C'était un méchant: je pouvais bien m'amuser un peu à l'effrayer. Même les chats font cela, après tout, avec d'innocentes souris.
Je le laissai reculer un moment puis, m'étant assez délectée de la scène, je fis un pas brusque en sa direction. Alors, il hurla et me poussa. Tentant de me réceptionner avec mes mains, je fis disparaître ma faux, pour laisser ces dernières libres, mais en vain: j'atterris sur mes fesses, pile sur un caillou pointu. Aïe!

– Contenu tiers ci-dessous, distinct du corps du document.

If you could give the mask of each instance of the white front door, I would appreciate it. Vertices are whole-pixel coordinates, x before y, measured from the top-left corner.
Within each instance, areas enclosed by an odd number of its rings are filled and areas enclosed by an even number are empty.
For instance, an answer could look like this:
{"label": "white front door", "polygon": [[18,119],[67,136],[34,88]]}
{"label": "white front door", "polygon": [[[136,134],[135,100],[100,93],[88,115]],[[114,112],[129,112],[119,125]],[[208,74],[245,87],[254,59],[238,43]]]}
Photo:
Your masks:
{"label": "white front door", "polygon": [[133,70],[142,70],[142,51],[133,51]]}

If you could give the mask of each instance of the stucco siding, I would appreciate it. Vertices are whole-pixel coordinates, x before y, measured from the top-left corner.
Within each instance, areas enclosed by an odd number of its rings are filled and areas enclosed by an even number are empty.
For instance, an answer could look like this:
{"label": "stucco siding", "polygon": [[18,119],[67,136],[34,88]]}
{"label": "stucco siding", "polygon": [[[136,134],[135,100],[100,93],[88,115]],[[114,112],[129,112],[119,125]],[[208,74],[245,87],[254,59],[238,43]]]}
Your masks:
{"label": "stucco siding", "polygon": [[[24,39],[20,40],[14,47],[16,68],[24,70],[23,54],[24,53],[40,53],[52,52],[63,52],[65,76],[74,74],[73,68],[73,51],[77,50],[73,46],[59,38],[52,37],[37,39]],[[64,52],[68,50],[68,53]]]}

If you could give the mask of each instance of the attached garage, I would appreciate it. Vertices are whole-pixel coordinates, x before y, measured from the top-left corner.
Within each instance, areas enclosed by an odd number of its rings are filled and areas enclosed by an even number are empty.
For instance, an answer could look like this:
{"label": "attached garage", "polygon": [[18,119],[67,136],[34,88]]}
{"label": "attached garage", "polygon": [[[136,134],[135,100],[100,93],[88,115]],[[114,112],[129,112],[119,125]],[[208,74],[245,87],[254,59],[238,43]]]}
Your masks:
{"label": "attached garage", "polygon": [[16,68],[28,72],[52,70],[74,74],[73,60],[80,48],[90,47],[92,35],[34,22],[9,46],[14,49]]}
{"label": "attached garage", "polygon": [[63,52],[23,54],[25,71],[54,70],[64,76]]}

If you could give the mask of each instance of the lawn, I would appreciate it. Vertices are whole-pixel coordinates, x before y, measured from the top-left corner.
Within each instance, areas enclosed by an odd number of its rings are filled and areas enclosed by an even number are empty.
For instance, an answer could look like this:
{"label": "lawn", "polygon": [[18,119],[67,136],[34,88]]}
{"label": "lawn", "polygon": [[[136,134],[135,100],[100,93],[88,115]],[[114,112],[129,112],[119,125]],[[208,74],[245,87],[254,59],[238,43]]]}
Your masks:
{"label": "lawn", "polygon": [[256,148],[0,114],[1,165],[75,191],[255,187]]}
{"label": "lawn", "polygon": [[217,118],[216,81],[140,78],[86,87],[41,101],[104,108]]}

C'était à se demander qui était l'animal à ne pas brusquer!
Alors, oui, c'est vrai...
Je donne l'impression de bien m'amuser, pour quelqu'un qui est en mission, et qui veut venger son ami. Mais pourquoi ne pas mêler l'utile à l'agréable, si cela ne mettait pas la mission en péril?
Il ne m'échapperait pas, c'était presque certain. Presque, parce qu'il n'y avait jamais de probabilité nulle... Mais elle était très faible, suffisamment pour que prenne le risque de m'amuser. Et puis... Si on le retrouvait mort de peur, les gens seraient plus facile à effrayer après, hantés par cette vision! C'était un investissement, en quelques sortes...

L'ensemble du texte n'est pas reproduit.